Das Lebensgefühl schwankte zwischen Allmacht und Ohnmacht. Von den Aufständen der Herero und Nama wurden die Kolonisten in Deutsch-Südwestafrika überrascht. Den Völkermord versteht Pieper als Wüten aus Konzeptlosigkeit, als martialisches Improvisieren „aus einer Position der Schwäche heraus“.

Hauptprodukt Zucker

Pieper, der beim „Spiegel“ lange für das Ressort Geschichte zuständig war, versteht sich auf spannende, bisweilen auch etwas effektheischende Aufbereitung seiner Themen. Der Titel des Buches steht für die drei Geschäftskomponenten Import, Export und Zwangsarbeit. Mit der Nilpferdpeitsche wurden die schwarzen Arbeiter diszipliniert.

Zucker war ein Hauptprodukt in der ersten Phase des Plantagen-Kolonialismus. Im Gegenzug wurde in riesigen Mengen die Droge Schnaps nach Afrika verkauft. Die norddeutsche Spirituosenherstellung boomte dank der Exportmöglichkeiten.
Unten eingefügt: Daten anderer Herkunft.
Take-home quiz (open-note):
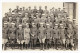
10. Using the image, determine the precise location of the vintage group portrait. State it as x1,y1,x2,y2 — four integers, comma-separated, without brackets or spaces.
2,2,78,51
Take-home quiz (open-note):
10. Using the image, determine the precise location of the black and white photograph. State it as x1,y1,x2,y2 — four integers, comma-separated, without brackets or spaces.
2,2,78,51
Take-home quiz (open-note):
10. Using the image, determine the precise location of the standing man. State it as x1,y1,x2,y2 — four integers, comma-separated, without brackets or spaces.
9,23,16,49
38,6,43,18
31,23,37,49
28,6,32,18
53,24,59,49
32,6,38,17
59,24,66,49
8,8,12,17
45,24,52,49
24,23,30,49
67,24,74,50
44,6,49,18
38,23,46,50
2,22,9,50
17,25,24,49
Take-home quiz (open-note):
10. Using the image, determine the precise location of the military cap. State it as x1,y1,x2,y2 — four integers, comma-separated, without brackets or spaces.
63,7,65,9
19,24,22,27
12,12,15,15
25,13,28,14
46,24,50,26
40,23,44,25
42,14,45,15
67,17,70,19
11,23,15,25
26,23,29,25
19,13,22,15
9,17,12,19
55,24,58,26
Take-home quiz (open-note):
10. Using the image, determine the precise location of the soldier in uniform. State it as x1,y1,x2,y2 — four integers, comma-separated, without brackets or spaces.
3,13,9,22
38,23,46,50
32,6,38,17
38,6,43,18
8,8,12,17
17,25,24,49
45,24,52,49
8,17,12,28
67,24,74,49
53,24,59,49
9,23,16,49
31,23,37,49
2,22,9,50
24,23,30,49
28,6,32,18
59,24,66,49
44,6,49,17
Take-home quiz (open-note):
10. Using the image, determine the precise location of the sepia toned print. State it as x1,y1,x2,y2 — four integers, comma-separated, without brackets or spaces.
2,2,78,51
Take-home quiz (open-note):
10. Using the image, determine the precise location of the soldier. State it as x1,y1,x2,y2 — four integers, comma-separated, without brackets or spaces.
44,6,49,17
2,22,9,50
67,24,74,50
16,6,19,13
31,23,37,49
24,23,30,49
61,7,68,18
22,7,26,18
3,13,9,22
16,16,20,28
59,24,66,49
12,12,17,23
53,24,59,49
17,25,24,49
28,6,32,18
38,23,46,50
9,23,16,49
45,24,52,49
8,17,12,28
7,8,12,17
33,6,38,17
54,9,58,17
38,6,43,18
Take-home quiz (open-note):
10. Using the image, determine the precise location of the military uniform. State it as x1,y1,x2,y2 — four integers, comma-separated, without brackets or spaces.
44,6,49,17
24,23,30,48
59,24,66,48
53,24,59,49
7,9,12,17
45,24,52,48
3,13,9,22
17,25,24,44
32,7,38,17
2,23,9,49
38,23,46,49
31,23,37,49
38,7,43,18
9,23,16,39
66,24,74,49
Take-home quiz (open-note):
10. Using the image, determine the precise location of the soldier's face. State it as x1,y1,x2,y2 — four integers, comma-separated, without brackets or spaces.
39,6,41,9
34,6,36,9
19,26,22,29
4,24,7,28
5,14,7,16
12,25,14,28
55,26,58,29
61,26,63,28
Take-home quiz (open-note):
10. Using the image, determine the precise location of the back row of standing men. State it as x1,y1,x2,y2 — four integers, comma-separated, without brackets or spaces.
2,6,77,49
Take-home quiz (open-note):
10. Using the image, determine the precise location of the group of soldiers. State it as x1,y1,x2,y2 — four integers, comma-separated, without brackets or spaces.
2,6,78,50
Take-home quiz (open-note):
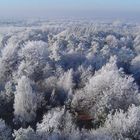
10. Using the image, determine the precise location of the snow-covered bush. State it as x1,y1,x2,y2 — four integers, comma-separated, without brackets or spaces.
0,19,140,140
14,76,37,124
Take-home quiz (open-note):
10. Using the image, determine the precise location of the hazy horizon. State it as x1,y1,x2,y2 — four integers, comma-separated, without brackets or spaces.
0,0,140,20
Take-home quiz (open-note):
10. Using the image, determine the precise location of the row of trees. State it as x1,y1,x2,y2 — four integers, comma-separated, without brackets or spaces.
0,23,140,140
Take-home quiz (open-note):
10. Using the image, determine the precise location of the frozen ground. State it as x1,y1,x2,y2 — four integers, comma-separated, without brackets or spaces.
0,19,140,140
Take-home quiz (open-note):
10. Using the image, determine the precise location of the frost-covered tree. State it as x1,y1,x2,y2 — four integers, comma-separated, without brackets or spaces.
14,76,37,124
13,127,40,140
130,55,140,82
0,119,12,140
72,58,139,126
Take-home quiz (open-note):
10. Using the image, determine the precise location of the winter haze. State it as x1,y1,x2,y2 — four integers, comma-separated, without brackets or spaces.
0,0,140,140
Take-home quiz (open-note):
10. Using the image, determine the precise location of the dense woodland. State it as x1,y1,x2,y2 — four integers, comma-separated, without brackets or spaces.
0,20,140,140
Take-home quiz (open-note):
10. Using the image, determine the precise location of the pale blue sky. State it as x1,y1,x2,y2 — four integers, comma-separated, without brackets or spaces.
0,0,140,16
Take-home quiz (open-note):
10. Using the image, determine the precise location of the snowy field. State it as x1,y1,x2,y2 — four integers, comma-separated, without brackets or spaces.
0,19,140,140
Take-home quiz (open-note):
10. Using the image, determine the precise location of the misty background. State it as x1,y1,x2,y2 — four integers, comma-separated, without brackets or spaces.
0,0,140,21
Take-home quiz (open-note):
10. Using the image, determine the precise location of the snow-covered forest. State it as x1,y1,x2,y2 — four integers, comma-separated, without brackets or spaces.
0,20,140,140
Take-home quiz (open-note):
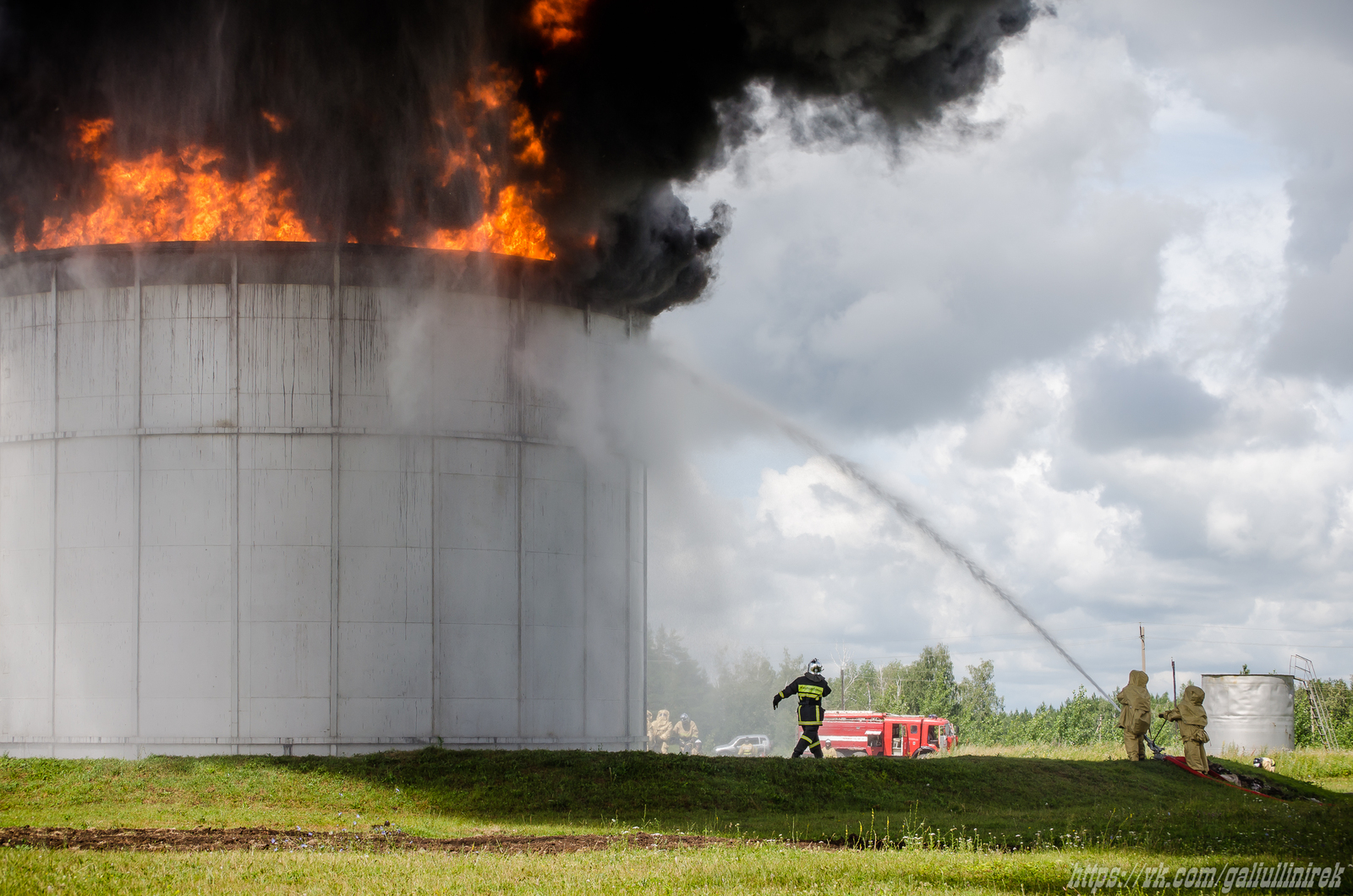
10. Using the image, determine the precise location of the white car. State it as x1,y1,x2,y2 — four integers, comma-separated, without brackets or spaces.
715,734,770,757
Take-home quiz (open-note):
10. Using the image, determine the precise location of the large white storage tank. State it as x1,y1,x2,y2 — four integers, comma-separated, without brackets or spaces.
1202,675,1296,752
0,243,645,757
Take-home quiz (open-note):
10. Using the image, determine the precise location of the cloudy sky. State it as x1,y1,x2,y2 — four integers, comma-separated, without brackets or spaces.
638,0,1353,708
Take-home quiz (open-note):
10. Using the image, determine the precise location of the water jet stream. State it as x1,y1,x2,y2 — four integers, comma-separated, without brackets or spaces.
655,352,1114,702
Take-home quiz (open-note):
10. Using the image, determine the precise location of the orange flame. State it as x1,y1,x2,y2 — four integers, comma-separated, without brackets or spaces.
416,66,555,261
530,0,589,46
14,69,560,260
14,117,314,252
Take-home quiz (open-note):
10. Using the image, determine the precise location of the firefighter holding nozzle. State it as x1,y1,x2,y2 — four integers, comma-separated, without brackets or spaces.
770,657,832,759
1159,685,1208,774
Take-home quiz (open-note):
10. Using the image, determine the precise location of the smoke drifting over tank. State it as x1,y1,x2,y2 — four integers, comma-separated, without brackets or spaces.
0,0,1031,313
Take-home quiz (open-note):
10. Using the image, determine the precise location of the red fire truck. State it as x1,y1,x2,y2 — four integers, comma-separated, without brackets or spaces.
817,709,958,759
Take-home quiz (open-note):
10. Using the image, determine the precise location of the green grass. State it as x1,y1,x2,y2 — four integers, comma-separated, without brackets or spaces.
0,844,1272,896
0,748,1353,893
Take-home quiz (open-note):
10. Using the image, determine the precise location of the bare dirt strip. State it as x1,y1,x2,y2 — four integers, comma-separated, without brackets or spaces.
0,826,739,854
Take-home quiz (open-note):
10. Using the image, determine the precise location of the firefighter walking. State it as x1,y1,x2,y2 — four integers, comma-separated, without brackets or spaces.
770,658,832,759
1118,669,1152,762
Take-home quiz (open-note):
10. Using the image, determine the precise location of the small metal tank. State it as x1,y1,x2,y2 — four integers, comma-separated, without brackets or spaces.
1202,675,1295,752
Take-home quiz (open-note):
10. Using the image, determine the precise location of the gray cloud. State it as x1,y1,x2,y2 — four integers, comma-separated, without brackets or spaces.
1076,358,1222,451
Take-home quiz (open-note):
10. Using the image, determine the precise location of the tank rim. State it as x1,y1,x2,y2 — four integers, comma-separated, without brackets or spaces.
0,241,583,309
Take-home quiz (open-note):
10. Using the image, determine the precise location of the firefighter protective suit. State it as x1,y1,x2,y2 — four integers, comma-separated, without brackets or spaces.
1118,669,1152,762
1161,685,1208,774
649,709,672,752
672,714,699,755
770,671,832,759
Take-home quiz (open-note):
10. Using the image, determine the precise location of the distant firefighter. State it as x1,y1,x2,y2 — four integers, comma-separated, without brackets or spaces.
648,709,672,752
770,658,832,759
1118,669,1152,762
1159,685,1208,774
672,712,699,755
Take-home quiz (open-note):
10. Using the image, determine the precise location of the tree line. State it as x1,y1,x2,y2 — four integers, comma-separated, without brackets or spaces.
648,628,1353,755
1292,678,1353,750
648,628,1201,755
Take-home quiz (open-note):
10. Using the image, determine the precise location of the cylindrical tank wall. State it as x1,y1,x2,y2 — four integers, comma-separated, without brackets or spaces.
0,246,645,757
1202,675,1296,752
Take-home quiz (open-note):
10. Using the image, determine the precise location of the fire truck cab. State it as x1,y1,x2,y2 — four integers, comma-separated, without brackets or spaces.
817,709,958,759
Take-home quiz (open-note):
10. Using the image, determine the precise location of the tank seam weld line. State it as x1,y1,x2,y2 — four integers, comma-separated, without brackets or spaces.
0,426,567,446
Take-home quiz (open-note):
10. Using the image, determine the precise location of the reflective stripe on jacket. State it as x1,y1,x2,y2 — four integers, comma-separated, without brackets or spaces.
780,673,832,725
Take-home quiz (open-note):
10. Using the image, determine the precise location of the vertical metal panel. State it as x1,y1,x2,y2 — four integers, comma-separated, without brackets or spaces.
1202,675,1295,752
0,254,645,755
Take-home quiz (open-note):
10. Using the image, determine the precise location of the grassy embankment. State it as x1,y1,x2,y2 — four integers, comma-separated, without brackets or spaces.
0,748,1353,893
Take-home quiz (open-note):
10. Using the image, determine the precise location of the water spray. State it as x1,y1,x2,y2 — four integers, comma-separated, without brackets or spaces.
658,355,1114,702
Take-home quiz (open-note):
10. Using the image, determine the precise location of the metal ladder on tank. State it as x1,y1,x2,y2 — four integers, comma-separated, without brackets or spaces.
1288,653,1339,750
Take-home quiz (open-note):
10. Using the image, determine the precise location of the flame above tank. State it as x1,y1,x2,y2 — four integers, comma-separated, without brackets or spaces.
14,0,576,261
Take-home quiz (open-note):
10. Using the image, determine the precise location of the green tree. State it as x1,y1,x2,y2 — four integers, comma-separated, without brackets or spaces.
647,628,717,735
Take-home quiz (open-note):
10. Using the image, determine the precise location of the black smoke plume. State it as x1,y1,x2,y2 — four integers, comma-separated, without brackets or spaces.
0,0,1031,313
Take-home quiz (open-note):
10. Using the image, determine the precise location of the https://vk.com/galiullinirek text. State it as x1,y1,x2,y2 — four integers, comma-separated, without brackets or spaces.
1066,862,1348,893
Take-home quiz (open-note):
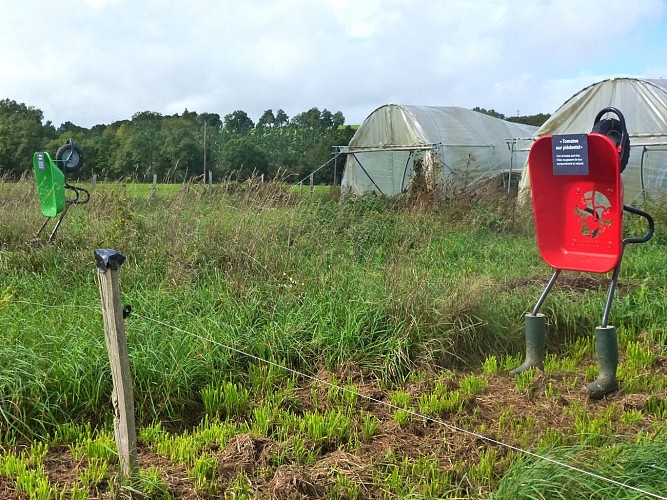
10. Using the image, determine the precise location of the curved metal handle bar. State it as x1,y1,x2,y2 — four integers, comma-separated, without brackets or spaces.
622,205,655,246
593,106,628,158
65,182,90,205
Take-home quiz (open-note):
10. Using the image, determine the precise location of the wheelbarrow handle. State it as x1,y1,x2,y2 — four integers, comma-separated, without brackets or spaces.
593,107,628,156
623,205,655,246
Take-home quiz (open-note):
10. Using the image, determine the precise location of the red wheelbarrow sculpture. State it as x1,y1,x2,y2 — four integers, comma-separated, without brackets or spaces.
510,108,654,398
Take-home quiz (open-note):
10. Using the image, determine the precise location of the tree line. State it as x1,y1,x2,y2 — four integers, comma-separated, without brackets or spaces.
0,99,354,183
472,106,551,127
0,99,549,183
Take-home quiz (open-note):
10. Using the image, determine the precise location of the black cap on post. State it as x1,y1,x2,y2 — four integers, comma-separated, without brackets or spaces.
95,248,125,273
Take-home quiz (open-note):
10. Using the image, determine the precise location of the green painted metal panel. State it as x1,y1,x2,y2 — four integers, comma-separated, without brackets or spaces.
32,152,65,217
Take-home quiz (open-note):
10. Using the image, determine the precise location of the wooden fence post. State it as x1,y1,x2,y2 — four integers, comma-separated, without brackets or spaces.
95,249,139,478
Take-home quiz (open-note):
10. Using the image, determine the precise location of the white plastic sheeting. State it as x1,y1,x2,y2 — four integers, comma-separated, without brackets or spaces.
519,78,667,203
341,104,537,196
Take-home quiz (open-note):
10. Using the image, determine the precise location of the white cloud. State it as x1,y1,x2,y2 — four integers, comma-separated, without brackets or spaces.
0,0,667,126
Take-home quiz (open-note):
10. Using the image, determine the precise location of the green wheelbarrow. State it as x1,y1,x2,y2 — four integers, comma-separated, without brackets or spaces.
32,139,90,243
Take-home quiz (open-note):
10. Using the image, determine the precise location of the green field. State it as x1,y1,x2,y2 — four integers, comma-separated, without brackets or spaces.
0,182,667,499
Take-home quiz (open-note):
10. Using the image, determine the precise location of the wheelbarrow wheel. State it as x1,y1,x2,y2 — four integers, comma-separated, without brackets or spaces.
591,118,630,172
56,143,83,174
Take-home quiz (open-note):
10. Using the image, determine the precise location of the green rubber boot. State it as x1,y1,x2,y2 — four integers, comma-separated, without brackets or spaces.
510,314,547,376
586,326,618,399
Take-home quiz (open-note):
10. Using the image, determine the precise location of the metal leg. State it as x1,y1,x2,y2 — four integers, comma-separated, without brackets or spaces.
533,269,561,316
35,217,52,238
600,262,623,328
47,203,70,243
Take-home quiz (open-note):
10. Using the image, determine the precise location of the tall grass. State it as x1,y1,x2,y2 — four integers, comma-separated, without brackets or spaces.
0,176,667,442
492,441,667,500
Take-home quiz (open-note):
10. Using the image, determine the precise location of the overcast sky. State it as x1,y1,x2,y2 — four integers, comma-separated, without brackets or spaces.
0,0,667,127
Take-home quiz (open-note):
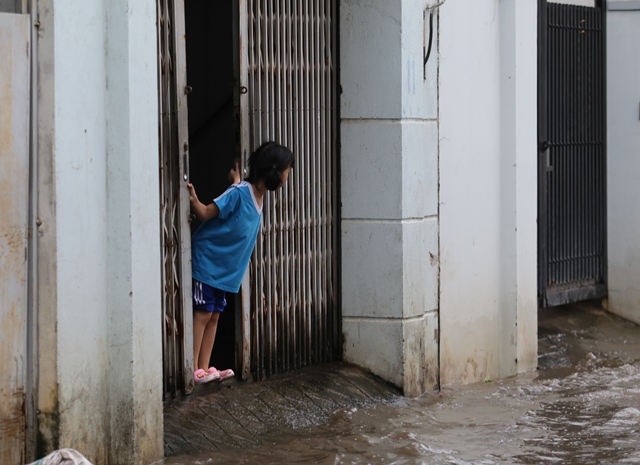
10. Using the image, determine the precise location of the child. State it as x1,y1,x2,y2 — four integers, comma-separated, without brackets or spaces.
188,142,293,384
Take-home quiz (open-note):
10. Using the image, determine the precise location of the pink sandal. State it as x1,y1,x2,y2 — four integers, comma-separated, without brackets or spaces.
193,368,218,384
209,367,236,381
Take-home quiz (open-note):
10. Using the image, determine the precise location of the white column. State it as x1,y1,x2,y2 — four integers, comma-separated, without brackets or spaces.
106,0,164,464
606,4,640,323
38,0,163,465
340,0,438,395
440,0,537,384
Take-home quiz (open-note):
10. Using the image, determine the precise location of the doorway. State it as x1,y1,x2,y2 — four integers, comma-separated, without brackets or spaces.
185,0,239,373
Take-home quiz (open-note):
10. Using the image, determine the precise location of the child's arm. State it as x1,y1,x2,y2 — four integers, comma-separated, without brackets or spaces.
187,183,220,221
227,162,240,184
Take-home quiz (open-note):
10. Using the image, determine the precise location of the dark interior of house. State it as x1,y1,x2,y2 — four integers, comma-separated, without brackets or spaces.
185,0,239,372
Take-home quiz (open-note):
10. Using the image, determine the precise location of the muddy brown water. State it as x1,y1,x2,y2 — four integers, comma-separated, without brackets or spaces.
165,304,640,465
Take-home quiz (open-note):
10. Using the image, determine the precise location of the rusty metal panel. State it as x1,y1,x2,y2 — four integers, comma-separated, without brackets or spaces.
156,0,193,396
246,0,341,378
0,13,31,464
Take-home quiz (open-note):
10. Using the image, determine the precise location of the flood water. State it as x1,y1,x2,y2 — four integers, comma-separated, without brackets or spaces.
165,306,640,465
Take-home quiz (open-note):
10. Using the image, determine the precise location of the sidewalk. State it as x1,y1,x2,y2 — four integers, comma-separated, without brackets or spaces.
164,362,401,457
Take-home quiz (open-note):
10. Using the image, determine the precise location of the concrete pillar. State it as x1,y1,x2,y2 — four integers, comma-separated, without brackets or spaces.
606,0,640,323
105,0,164,464
37,0,163,465
340,0,438,395
439,0,537,385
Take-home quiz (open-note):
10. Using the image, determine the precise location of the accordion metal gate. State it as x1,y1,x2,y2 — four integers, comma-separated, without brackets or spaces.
156,0,193,396
538,0,607,307
239,0,341,379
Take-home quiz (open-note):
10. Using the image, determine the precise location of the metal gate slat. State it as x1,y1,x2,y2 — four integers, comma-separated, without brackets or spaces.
539,0,606,306
247,0,340,378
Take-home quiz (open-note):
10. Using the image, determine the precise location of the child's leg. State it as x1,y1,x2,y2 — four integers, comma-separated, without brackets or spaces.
193,310,218,371
196,312,220,371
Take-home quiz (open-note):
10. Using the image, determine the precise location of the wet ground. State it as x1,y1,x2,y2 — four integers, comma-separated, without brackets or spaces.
165,304,640,465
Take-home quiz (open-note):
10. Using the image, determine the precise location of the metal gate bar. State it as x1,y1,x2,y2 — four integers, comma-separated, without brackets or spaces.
247,0,340,378
156,0,193,397
540,2,606,307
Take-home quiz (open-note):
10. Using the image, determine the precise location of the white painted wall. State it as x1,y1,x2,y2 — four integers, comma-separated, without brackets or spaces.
340,0,438,395
440,0,537,384
607,1,640,323
38,0,163,465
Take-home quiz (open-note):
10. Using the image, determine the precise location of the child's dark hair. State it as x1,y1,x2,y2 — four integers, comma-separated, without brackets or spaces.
246,142,293,191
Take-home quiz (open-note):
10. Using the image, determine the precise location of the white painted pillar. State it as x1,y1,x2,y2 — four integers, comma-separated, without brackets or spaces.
439,0,537,385
340,0,438,395
106,0,164,464
607,0,640,323
38,0,163,465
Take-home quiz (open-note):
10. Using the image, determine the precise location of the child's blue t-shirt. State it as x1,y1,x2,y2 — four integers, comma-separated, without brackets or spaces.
191,181,262,292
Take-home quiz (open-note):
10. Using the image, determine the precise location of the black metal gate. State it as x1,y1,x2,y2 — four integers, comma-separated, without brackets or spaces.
538,0,607,307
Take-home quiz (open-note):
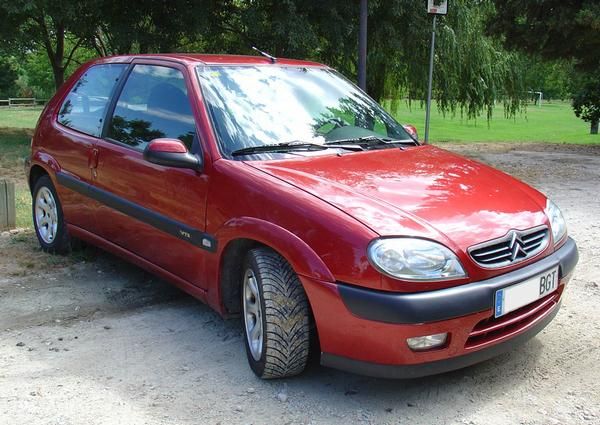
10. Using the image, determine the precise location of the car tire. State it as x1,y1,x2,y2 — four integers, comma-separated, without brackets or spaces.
31,175,71,254
241,248,311,379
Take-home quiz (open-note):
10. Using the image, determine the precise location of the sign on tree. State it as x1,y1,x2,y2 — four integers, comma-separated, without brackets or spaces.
427,0,448,15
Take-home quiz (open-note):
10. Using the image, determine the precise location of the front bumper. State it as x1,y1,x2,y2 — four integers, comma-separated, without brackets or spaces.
301,235,578,378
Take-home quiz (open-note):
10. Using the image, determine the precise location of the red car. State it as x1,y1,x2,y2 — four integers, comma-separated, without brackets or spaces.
28,54,578,378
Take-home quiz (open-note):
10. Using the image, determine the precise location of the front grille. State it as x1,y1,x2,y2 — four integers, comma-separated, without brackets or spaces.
469,226,549,268
465,286,563,349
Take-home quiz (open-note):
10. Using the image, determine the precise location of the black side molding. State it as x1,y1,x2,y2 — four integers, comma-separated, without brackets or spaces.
338,238,579,324
321,303,560,379
56,172,217,252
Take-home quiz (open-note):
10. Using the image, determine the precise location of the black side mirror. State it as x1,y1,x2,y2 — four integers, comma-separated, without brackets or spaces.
144,139,203,171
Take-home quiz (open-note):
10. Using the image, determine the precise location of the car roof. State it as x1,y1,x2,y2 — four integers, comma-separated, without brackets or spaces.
93,53,327,68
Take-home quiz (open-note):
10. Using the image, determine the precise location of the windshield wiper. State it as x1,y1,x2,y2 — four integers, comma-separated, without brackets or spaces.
324,136,415,146
231,141,362,156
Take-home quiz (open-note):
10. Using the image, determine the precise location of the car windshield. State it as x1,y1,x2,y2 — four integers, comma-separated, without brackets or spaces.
197,66,412,157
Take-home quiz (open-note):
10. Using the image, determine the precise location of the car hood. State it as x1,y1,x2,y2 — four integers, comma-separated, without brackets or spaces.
248,145,547,251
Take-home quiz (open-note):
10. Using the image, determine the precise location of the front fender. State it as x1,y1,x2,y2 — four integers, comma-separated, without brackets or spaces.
216,217,335,282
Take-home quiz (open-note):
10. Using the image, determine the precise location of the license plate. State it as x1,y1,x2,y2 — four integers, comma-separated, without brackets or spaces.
494,267,558,317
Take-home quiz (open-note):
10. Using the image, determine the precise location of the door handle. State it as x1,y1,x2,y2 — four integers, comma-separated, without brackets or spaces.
88,148,98,170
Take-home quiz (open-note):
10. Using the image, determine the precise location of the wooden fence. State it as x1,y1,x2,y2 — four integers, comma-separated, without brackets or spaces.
0,180,16,231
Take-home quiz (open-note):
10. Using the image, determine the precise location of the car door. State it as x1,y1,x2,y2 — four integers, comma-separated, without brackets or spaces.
93,61,215,287
51,64,127,232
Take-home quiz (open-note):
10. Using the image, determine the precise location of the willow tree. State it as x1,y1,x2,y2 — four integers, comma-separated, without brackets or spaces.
211,0,525,118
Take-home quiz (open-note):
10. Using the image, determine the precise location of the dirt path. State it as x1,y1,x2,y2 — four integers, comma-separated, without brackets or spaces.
0,145,600,425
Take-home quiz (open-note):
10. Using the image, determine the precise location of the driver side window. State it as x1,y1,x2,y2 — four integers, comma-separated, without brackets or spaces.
58,64,126,137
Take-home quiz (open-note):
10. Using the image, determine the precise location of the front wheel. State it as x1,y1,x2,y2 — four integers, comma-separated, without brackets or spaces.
32,175,71,254
241,248,310,379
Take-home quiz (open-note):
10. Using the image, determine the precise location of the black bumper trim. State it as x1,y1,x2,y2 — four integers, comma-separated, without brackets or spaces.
338,238,579,324
321,303,560,379
56,172,217,252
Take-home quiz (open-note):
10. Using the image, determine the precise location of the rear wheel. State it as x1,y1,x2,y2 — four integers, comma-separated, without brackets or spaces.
32,175,70,254
241,248,310,379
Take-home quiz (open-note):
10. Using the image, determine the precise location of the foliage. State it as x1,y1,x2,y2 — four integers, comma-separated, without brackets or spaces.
0,57,19,99
490,0,600,71
573,73,600,134
491,0,600,133
0,0,556,123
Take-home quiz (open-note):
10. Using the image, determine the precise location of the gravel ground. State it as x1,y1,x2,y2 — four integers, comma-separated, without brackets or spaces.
0,144,600,425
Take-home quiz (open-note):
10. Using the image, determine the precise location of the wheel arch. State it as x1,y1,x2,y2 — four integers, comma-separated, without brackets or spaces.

Dann wurde Hamburg die Hauptstadt des Kaffees. Durch die Verarbeitung und Verfeinerung der kolonialen Rohstoffe entstand der Wohlstand der Stadt, deren beeindruckender Kolonial- und Speicher-Architektur Pieper ein eigenes Kapitel widmet. Am Ende der Lieferkette sollte alles blitzblank und repräsentabel aussehen.

Pieper beschäftigt sich auch mit einer vermeintlichen Lichtgestalt unter den deutschen Kolonialregenten. Wilhelm Solf, der Gouverneur der Südseekolonie Samoa, setzte im Umgang mit den Indigenen nicht auf militärische Gewalt, sondern auf kluge Verständigung. So liest man es im seinem Wikipedia-Eintrag.

Pieper kontrastiert diese Kolonial-Idylle mit dem Widerstand der Duala im zentralafrikanischen Kamerun gegen ihre vorgesehene Vertreibung. Der populäre Duala-Anführer Rudolf Manga Bell wurde 1914 Opfer eines perfiden Justizmords, bei dem Wilhelm Solf erhebliche Mitverantwortung trug – ein oft übersehener Zusammenhang.

Der Autor appelliert an bekannte deutsche Firmen, die am Kolonialismus verdient haben – von der Commerzbank über Aurubis bis zu Edeka –, sich ehrlicher mit ihrer Vergangenheit zu beschäftigen. Aber der Reiz des Buches liegt vor allem in der historischen Tiefenschärfe, mit der die Verflechtungen von Politik und Wirtschaft verfolgt werden. Es ist über die Hamburger Lokalgeschichte hinaus eine umfassende Darstellung des deutschen Kolonialismus und seiner Vorgeschichte seit dem 18. Jahrhundert.